By Professor Andrew O’Neil, Dean (Research), Griffith Business School
The 2018 Federal Budget endorses another positive year of outlays for the Defence portfolio and security more broadly. The Defence Portfolio Budget Statement confirms that the Turnbull Government has authorised growth in real terms, which equates to 1.9% of GDP.
The Abbott Government’s commitment in 2014 to endorse an expenditure target in the Defence portfolio of at least 2% of GDP per annum by 2020-21 has meant this area of the budget has effectively been ring-fenced from cuts. The ambitious strategic guidance laid out in the 2016 Defence White Paper (DWP), coupled with signs of a deteriorating security environment in Asia, has reinforced the logic of this in the eyes of senior policy makers, and it’s unlikely this would change in the event a Labor Government was elected.
“Australia currently outlays around $35 billion per year on Defence.”
As in previous years, the primary outlays in the Defence portfolio are fixed personnel costs, continuing global operations, and phased capability acquisitions through the Integrated Investment Plan (IIP). Released in sync with the 2016 DWP, the IIP allocates in excess of $50 billion over the forward estimates (i.e. the three years beyond the current budget) and $200 billion in capital investments over the next decade.
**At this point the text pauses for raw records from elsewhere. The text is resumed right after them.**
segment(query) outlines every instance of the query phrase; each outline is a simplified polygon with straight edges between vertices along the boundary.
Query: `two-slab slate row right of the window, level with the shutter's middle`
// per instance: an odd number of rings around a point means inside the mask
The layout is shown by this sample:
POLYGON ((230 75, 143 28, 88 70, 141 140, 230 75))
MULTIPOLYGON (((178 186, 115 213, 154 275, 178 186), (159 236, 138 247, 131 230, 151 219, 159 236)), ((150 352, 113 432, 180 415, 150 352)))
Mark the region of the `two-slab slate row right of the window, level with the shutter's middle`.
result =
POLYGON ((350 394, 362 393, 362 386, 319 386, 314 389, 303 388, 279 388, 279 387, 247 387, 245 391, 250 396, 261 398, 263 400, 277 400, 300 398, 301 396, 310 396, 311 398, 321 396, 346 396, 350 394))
At least one-quarter of this spending will be devoted to underwriting the construction of a dozen new generation submarines and covering the increasingly opaque costs of the F-35 Joint Strike Fighter Program. To put this into perspective, Australia currently outlays around $35 billion per year on Defence, so it’s easy to see the central role of capability acquisitions in shaping — and in some cases blowing out — defence expenditure over time.
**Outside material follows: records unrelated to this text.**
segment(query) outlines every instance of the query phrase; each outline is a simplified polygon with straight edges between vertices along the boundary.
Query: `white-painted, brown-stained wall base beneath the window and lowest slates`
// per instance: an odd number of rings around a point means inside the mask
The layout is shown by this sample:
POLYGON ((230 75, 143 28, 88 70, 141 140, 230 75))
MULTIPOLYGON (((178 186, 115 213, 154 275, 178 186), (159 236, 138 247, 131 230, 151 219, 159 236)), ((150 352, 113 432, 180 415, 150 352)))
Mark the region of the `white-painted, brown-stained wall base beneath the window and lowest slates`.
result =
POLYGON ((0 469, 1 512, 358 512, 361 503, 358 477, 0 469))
One new initiative in this year’s budget that has already received some coverage is the Turnbull Government’s decision to invest $50 million in seed funding for an Australian Space Agency. Its creation was announced last year, and while Education Minister Simon Birmingham is on the record as saying that ‘it’s not NASA’, the new agency will inevitably have a defence and intelligence function simply because of its involvement in the various dual-use domains of satellite technology.